Audizione di rappresentanti della Struttura tecnica di monitoraggio paritetica istituita presso la Conferenza Stato-Regioni (STEM).

  PRESIDENTE. L'ordine del giorno reca ora l'audizione di rappresentanti della Struttura tecnica di monitoraggio paritetica istituita presso la Conferenza Stato-Regioni (STEM).
  Do la parola alla dottoressa Laura Pellegrini, che ringrazio – anche a nome del presidente Boccia – per aver accolto il nostro invito.

  LAURA PELLEGRINI, Presidente della Struttura tecnica di monitoraggio paritetica istituita presso la Conferenza Stato-Regioni (STEM). Ringrazio molto la V Commissione bilancio e la XII Commissione affari sociali della Camera per questo invito e mi auguro che i dati che vi illustrerò saranno utili per la vostra indagine.

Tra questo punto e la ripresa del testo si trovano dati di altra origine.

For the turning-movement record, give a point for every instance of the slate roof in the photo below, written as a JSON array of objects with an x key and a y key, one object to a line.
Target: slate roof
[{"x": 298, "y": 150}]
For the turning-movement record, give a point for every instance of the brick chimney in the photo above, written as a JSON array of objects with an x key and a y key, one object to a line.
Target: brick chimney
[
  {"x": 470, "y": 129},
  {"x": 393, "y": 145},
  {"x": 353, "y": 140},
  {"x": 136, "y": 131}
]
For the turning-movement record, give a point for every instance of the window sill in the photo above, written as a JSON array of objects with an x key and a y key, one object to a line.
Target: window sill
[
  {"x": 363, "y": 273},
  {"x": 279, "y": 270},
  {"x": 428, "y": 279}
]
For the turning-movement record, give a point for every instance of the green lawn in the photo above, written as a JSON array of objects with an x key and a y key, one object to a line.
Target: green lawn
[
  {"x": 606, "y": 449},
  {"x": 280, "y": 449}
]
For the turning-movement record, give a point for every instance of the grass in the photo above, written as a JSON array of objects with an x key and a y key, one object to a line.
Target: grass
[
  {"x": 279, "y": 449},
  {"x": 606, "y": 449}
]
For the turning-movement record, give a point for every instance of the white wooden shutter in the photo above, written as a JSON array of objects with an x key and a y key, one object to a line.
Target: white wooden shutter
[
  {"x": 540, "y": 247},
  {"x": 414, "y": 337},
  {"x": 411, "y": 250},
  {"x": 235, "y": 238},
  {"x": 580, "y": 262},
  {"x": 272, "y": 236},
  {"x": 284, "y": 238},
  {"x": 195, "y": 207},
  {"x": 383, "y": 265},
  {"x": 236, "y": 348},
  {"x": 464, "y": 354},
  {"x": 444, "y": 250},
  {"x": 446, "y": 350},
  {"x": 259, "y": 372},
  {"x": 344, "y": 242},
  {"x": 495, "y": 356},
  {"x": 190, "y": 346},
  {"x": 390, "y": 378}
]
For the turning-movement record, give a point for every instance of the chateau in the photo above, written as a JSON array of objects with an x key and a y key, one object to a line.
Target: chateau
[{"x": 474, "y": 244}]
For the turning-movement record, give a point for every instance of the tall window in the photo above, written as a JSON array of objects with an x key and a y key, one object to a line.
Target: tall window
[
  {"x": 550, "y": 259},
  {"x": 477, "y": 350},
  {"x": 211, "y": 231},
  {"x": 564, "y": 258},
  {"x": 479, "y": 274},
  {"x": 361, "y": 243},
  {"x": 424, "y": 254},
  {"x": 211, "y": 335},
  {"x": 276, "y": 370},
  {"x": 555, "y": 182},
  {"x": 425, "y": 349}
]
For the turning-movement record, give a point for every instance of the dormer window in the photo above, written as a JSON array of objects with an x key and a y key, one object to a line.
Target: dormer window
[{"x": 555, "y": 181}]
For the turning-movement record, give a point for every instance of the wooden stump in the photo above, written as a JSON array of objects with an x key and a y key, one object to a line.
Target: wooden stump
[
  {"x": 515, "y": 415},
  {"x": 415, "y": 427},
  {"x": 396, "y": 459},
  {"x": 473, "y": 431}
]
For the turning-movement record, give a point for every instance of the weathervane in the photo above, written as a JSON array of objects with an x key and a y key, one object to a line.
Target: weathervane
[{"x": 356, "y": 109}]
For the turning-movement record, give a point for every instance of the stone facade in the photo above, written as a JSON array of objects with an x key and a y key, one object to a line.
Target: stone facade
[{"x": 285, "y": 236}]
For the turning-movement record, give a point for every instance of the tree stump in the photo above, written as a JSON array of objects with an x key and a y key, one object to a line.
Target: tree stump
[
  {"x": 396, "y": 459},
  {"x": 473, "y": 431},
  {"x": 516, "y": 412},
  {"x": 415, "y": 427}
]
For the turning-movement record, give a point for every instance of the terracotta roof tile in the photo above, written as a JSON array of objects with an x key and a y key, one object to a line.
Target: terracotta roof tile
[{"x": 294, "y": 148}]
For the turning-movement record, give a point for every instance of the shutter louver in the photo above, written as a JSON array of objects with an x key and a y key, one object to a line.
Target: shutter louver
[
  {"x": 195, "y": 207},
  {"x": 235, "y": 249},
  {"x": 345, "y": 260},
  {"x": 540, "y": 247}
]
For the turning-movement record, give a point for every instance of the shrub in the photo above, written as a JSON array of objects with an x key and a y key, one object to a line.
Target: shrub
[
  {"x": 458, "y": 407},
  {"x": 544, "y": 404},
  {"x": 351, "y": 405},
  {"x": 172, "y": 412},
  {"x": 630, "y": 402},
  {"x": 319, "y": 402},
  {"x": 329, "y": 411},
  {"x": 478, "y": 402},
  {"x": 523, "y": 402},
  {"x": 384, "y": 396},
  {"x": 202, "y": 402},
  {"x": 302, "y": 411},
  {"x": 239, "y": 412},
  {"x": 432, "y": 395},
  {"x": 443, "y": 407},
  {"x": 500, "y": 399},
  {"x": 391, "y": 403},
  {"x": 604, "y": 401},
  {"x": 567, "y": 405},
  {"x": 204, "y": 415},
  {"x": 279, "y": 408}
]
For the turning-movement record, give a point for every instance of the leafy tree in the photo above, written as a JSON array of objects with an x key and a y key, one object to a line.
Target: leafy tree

  La Struttura tecnica di monitoraggio sulla sanità è stata istituita dall'articolo 3 del Patto per la salute 2010-2012, che è stato poi integralmente recepito dalla legge finanziaria per l'anno 2010. Ho consegnato una memoria, nella quale sono anche indicati i compiti della STEM, e pertanto cercherò di contenere i tempi della mia illustrazione.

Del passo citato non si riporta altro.